How well do HapMap SNPs capture the untyped SNPs?
1 Bioinformatics Institute, 30 Biopolis Street, #07-01 Matrix, 138671, Singapore
2 Bioinformatics Center, National Yang-Ming University, Taipei, 112, Taiwan
BMC Genomics 2006, 7:238 doi:10.1186/1471-2164-7-238Published: 19 September 2006
The recent advancement in human genome sequencing and genotyping has revealed millions of single nucleotide polymorphisms (SNP) which determine the variation among human beings. One of the particular important projects is The International HapMap Project which provides the catalogue of human genetic variation for disease association studies. In this paper, we analyzed the genotype data in HapMap project by using National Institute of Environmental Health Sciences Environmental Genome Project (NIEHS EGP) SNPs. We first determine whether the HapMap data are transferable to the NIEHS data. Then, we study how well the HapMap SNPs capture the untyped SNPs in the region. Finally, we provide general guidelines for determining whether the SNPs chosen from HapMap may be able to capture most of the untyped SNPs.

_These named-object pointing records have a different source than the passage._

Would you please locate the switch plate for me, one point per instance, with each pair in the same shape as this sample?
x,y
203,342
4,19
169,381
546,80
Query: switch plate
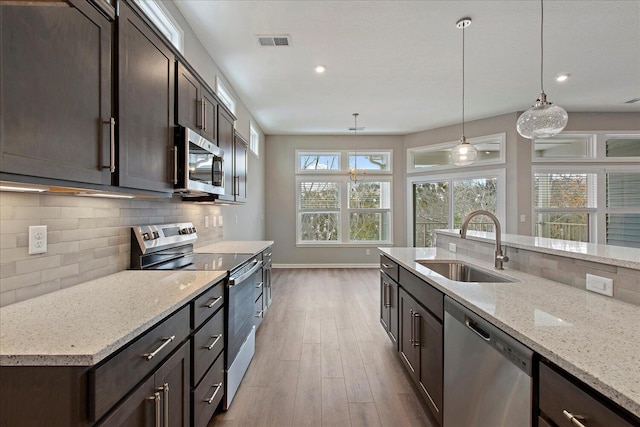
x,y
601,285
37,239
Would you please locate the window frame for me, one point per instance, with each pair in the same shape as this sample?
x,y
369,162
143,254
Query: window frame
x,y
501,183
164,21
340,176
224,94
498,137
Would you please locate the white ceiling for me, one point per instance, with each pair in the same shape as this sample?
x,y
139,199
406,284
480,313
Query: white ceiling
x,y
399,63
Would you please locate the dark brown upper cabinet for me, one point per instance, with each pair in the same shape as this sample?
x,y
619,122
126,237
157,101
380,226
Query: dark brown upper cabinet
x,y
56,92
146,79
196,105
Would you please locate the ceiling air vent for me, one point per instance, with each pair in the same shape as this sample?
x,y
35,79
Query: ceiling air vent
x,y
280,40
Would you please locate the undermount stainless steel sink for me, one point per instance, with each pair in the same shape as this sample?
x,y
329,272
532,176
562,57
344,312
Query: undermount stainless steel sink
x,y
462,272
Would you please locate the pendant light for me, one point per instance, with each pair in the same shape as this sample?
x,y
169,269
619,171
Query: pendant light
x,y
543,119
463,154
353,172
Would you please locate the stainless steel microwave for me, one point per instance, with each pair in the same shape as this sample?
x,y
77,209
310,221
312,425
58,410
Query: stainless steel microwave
x,y
198,164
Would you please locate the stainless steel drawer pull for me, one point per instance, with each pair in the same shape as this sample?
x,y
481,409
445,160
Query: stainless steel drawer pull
x,y
213,396
156,399
153,354
575,419
214,302
213,344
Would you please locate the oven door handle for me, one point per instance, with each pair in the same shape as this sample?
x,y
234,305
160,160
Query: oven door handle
x,y
233,281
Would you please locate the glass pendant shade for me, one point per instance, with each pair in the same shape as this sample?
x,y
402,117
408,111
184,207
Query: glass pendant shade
x,y
542,120
463,154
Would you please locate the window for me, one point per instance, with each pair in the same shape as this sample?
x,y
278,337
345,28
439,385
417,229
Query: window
x,y
254,140
225,95
443,202
334,210
163,20
436,157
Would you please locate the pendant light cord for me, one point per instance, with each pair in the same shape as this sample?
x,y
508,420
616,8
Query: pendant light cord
x,y
541,44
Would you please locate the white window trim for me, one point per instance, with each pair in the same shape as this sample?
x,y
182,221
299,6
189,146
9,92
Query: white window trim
x,y
166,23
500,174
254,140
501,137
225,96
596,151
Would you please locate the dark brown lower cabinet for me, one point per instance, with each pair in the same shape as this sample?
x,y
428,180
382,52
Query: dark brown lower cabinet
x,y
421,348
163,399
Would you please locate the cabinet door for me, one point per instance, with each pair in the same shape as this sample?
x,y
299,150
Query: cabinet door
x,y
146,102
210,114
172,381
430,342
225,142
240,169
55,76
188,106
409,350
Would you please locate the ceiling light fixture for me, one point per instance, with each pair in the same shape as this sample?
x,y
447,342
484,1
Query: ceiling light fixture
x,y
353,171
463,154
543,119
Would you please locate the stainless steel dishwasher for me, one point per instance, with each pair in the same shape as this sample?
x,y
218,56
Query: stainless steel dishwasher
x,y
487,373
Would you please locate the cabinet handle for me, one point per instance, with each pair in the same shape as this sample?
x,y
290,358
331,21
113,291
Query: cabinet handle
x,y
213,396
575,419
153,354
416,330
213,344
175,164
112,144
165,404
214,302
156,399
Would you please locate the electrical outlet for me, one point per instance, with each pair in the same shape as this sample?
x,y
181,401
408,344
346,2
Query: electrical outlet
x,y
601,285
37,239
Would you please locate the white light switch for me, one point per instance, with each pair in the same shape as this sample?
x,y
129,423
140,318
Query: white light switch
x,y
37,239
601,285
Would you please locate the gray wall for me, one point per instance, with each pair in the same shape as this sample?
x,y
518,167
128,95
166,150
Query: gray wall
x,y
281,197
241,222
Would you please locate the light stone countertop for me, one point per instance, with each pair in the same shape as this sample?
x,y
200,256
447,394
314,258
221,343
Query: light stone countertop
x,y
607,254
236,247
83,324
593,337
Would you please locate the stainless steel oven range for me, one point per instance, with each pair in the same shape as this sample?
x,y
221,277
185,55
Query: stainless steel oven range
x,y
170,247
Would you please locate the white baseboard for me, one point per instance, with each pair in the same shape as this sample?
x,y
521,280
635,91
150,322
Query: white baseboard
x,y
326,265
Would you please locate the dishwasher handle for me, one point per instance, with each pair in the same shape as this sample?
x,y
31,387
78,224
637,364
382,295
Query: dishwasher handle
x,y
475,327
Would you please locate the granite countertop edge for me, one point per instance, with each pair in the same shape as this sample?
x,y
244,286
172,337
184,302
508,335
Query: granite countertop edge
x,y
624,394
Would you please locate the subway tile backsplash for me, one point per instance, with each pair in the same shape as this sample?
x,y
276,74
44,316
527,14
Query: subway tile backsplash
x,y
570,271
87,237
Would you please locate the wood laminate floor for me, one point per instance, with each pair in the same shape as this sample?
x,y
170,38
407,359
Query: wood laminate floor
x,y
323,359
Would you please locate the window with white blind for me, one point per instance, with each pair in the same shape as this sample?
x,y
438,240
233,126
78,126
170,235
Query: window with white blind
x,y
332,209
595,205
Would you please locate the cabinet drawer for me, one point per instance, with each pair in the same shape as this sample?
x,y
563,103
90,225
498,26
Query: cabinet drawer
x,y
423,292
112,380
208,394
208,342
389,267
207,304
559,394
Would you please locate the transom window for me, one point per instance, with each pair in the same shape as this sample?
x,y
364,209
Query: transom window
x,y
332,209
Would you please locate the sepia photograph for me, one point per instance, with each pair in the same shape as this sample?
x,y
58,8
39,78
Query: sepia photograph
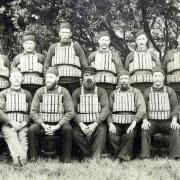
x,y
89,89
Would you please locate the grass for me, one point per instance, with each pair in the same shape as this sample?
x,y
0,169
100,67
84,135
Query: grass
x,y
104,169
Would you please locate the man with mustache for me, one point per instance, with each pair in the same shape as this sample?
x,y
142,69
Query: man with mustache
x,y
30,63
68,56
127,107
171,65
51,110
141,62
14,114
162,115
92,108
107,63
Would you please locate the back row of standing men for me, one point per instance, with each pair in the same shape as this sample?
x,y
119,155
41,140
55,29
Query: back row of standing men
x,y
52,107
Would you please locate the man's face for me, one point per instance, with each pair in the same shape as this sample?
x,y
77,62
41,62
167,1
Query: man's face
x,y
51,81
89,81
16,78
141,41
29,46
104,42
158,79
65,34
124,82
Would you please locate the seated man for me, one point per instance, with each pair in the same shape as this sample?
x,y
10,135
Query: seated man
x,y
14,110
52,109
128,107
161,116
92,108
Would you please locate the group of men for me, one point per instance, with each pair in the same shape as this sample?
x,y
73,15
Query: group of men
x,y
46,94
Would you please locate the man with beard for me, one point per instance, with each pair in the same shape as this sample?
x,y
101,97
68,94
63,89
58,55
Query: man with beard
x,y
51,110
171,64
128,107
162,115
69,57
14,115
92,108
107,63
30,63
141,62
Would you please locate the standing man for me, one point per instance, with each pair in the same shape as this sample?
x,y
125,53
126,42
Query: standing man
x,y
92,108
141,62
4,72
30,63
171,64
51,110
128,107
14,114
107,63
162,115
69,57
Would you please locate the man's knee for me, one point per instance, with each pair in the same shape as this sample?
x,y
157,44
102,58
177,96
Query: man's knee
x,y
175,132
66,128
102,129
34,129
145,133
77,133
130,135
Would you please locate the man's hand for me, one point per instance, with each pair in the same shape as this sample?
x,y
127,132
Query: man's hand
x,y
174,124
46,127
131,127
146,124
22,125
112,128
83,127
53,129
91,128
15,125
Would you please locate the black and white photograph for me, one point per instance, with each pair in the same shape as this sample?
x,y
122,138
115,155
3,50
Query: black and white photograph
x,y
89,89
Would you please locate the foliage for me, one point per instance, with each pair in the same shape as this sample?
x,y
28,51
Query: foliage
x,y
105,169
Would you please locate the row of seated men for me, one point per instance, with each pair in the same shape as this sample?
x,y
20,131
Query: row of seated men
x,y
95,115
70,59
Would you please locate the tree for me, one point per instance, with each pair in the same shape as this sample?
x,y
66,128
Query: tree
x,y
159,19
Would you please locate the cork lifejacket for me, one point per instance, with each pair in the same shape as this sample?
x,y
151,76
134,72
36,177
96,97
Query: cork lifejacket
x,y
173,69
141,67
31,69
51,107
106,68
124,103
89,106
16,106
159,105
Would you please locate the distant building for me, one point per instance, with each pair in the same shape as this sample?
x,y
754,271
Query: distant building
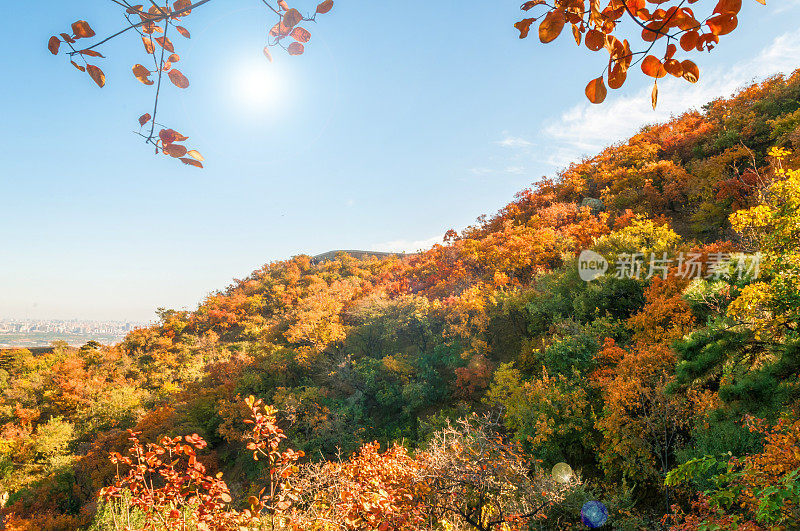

Our analysis shows that HapMap data are not robust enough to capture the untyped variants for most of the human genes. The performance of SNPs for European and Asian samples are marginal in capturing the untyped variants, i.e. approximately 55%. Expectedly, the SNPs from HapMap YRI panel can only capture approximately 30% of the variants. Although the overall performance is low, however, the SNPs for some genes perform very well and are able to capture most of the variants along the gene. This is observed in the European and Asian panel, but not in African panel. Through observation, we concluded that in order to have a well covered SNPs reference panel, the SNPs density and the association among reference SNPs are important to estimate the robustness of the chosen SNPs.
We have analyzed the coverage of HapMap SNPs using NIEHS EGP data. The results show that HapMap SNPs are transferable to the NIEHS SNPs. However, HapMap SNPs cannot capture some of the untyped SNPs and therefore resequencing may be needed to uncover more SNPs in the missing region.